🤖 AI Summary
This work addresses the high computational cost of existing vision-language models in high-resolution multimedia forensics and the tendency of conventional token pruning methods to discard forgery traces due to their semantic bias. The authors propose a training-free token compression framework that, for the first time, approaches token selection from the perspective of forgery detection. By integrating a Birth-Death optimal transport model with relaxed dummy nodes and a high-frequency spectral prior, the method dynamically scores and retains tokens capturing physical discontinuities indicative of manipulation. With only 10% of tokens preserved, the approach achieves a 2.97× inference speedup and over 90% reduction in FLOPs, while maintaining state-of-the-art performance in both deepfake and AIGC-generated content detection.
📝 Abstract
Multimodal Large Language Models (MLLMs) enable interpretable multimedia forensics by generating textual rationales for forgery detection. However, processing dense visual sequences incurs high computational costs, particularly for high-resolution images and videos. Visual token pruning is a practical acceleration strategy, yet existing methods are largely semantic-driven, retaining salient objects while discarding background regions where manipulation traces such as high-frequency anomalies and temporal jitters often reside. To address this issue, we introduce ForensicZip, a training-free framework that reformulates token compression from a forgery-driven perspective.

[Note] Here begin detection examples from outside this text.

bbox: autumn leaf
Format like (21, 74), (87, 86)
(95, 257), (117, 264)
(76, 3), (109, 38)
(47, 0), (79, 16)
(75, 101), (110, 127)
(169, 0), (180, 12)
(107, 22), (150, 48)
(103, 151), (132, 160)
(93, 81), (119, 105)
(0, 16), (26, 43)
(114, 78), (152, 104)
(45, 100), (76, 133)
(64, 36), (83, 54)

ForensicZip models temporal token evolution as a Birth-Death Optimal Transport problem with a slack dummy node, quantifying physical discontinuities indicating transient generative artifacts. The forensic scoring further integrates transport-based novelty with high-frequency priors to separate forensic evidence from semantic content under large-ratio compression. Experiments on deepfake and AIGC benchmarks show that at 10\% token retention, ForensicZip achieves $2.97\times$ speedup and over 90\% FLOPs reduction while maintaining state-of-the-art detection performance.